I imagine you can make tea from any Viola species, but after some searching I found that two species frequently mentioned are Viola odorata and Viola sororia – two very similar looking plants, one from the Old World and the other from the New World.

sweet violet (Viola odorata)

Viola odorata – commonly known as sweet violet, wood violet, or English violet – is distributed across Europe and into Asia and has been widely introduced outside of its natural range. It has round, oval, or heart-shaped leaves with toothed margins that grow from the base of the plant, giving it a groundcover-type habit. Its flowers range from dark purple to white and are borne atop a single stem that curves downward at the top like a shepherd’s crook. It has no leafy, upright stems, and it spreads horizontally via stolons and rhizomes. The flowers are distinctly fragrant and have a long history of being used in perfumes.

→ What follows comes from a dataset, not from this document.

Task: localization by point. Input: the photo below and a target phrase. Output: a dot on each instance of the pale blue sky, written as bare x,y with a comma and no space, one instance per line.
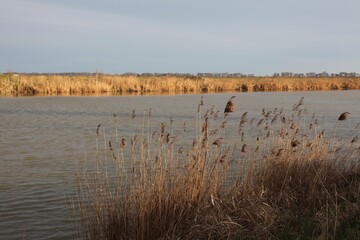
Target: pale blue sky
255,36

One way to get a good whiff of these flowers is to try a trick described in the book The Reason for Flowers by Stephen Buchmann:

Go into a garden or any natural area and select one or more flowers you want to investigate…. Select a small, thoroughly washed and dried glass jar with a tight-fitting lid. Place just one type of flower in the jar. Set your jar in a warm, sunny place such as a windowsill and come back in an hour or two. Carefully open the lid and sniff…. If you’ve selected a blossom with even the faintest scent, you should be able to smell it now, since the fragrance molecules have concentrated inside the jar.

sweet violet flowers inside glass jar

Viola sororia – native to eastern North America –  is also commonly planted outside of its native range. It’s clearly a favorite, having earned the distinction of state flower in four U.S. states. Known as the common blue violet (or myriad other commons names), it looks and acts a lot like sweet violet. I distinguish them by their flowers, which are wider and rounder (chunkier, perhaps) than sweet violet flowers, and their leaves, which are generally more heart-shaped. Feel free to correct me. If, like me, you’re having trouble identifying violets, keep in mind that Viola species are highly variable and notorious hybridizers, so don’t beat yourself up over it. It’s their fault, not yours.

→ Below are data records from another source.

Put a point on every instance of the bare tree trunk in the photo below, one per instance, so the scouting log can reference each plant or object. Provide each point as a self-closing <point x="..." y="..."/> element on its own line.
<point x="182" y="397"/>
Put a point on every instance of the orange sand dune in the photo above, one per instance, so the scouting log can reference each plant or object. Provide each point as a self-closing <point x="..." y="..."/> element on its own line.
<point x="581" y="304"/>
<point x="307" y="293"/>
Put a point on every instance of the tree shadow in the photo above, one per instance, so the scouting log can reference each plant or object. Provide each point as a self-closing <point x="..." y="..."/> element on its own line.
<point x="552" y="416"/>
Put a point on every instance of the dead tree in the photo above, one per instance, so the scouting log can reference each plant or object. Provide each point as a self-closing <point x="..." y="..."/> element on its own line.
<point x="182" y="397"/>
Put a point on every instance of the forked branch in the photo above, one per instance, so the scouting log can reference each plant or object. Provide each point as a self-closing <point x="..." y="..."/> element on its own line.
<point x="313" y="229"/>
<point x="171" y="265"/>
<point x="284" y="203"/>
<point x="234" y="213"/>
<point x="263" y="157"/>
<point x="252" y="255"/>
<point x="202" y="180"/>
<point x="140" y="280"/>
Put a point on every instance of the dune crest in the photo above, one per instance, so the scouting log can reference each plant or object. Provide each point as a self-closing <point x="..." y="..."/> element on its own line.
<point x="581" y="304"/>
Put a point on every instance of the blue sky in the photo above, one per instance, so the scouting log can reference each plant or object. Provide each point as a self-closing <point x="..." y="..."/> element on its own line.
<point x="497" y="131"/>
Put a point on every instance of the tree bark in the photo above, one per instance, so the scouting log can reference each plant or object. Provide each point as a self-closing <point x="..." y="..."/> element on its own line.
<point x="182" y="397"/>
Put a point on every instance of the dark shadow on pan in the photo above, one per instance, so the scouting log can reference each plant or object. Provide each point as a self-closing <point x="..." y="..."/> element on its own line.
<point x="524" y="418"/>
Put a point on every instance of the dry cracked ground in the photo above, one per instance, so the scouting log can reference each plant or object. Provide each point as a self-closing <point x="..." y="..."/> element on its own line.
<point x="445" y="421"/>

common blue violet (Viola sororia)

Violets bloom when the air is cool and the days are short. They are among the earliest plants to flower after the new year and among the latest plants flowering as the year comes to a close. In his entry on violets in The Book of Forest and Thicket, John Eastman refers to these early bloomers as “this low, blue flame in the woods.” They are like “a pilot light that ignites the entire burst of resurrection we call spring.” I can’t really picture spring without them. I find their unique flowers so intriguing that I fixate on them whenever I see them. And once I learned that I could make a tea out of their leaves, I had to try it.

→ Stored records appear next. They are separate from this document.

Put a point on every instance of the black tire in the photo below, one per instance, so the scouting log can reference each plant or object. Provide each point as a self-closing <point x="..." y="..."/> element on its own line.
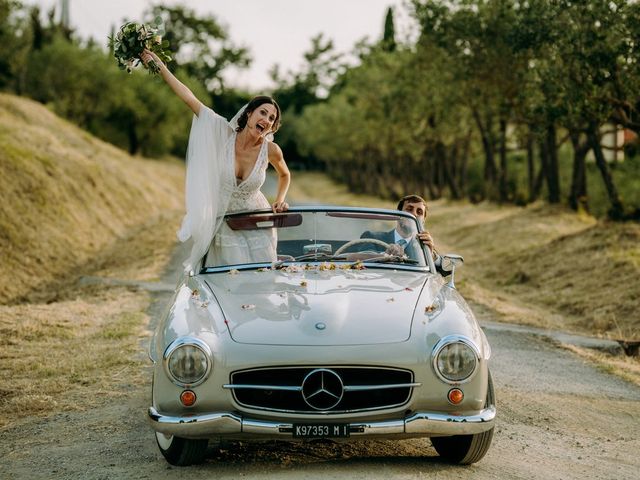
<point x="466" y="449"/>
<point x="181" y="451"/>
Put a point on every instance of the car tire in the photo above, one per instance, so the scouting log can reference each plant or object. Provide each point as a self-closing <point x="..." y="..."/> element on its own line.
<point x="181" y="451"/>
<point x="466" y="449"/>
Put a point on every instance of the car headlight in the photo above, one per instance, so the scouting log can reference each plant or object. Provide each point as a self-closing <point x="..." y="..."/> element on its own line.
<point x="188" y="361"/>
<point x="455" y="359"/>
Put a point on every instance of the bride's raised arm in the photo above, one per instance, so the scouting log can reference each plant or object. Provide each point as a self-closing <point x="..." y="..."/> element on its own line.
<point x="176" y="85"/>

I used the leaves of Viola odorata (or what I, with my amateur skills, identified as V. odorata). I picked several of what looked to be young leaves and left them to dry in the sun for several days. Later, I chopped them up and brewed a tea according to the instructions found on this website, which suggests using one tablespoon of dried leaves in sixteen ounces of water. Apparently, a little goes a long way, and I probably could have used fewer leaves than I did.

dried, chopped up leaves of sweet violet (Viola odorata) for making tea

The tea has a nice green color and smells a bit like grass to me. It may even taste like grass. I found it fairly bitter. Sierra didn’t like it and called it musty. I enjoyed it, but would likely enjoy it more if I hadn’t made it quite so strong. The aforementioned website also recommends combining violet leaf with other things like mint, dandelion, clover, and/or chamomile. I imagine a combination of ingredients could be better than just violet leaf on its own. Another site warns that “some of the wild violets have an unpleasant soapy flavor,” so that’s something to keep in mind when selecting your leaves for tea and other things. Either way, violet leaf tea is an experience worth having.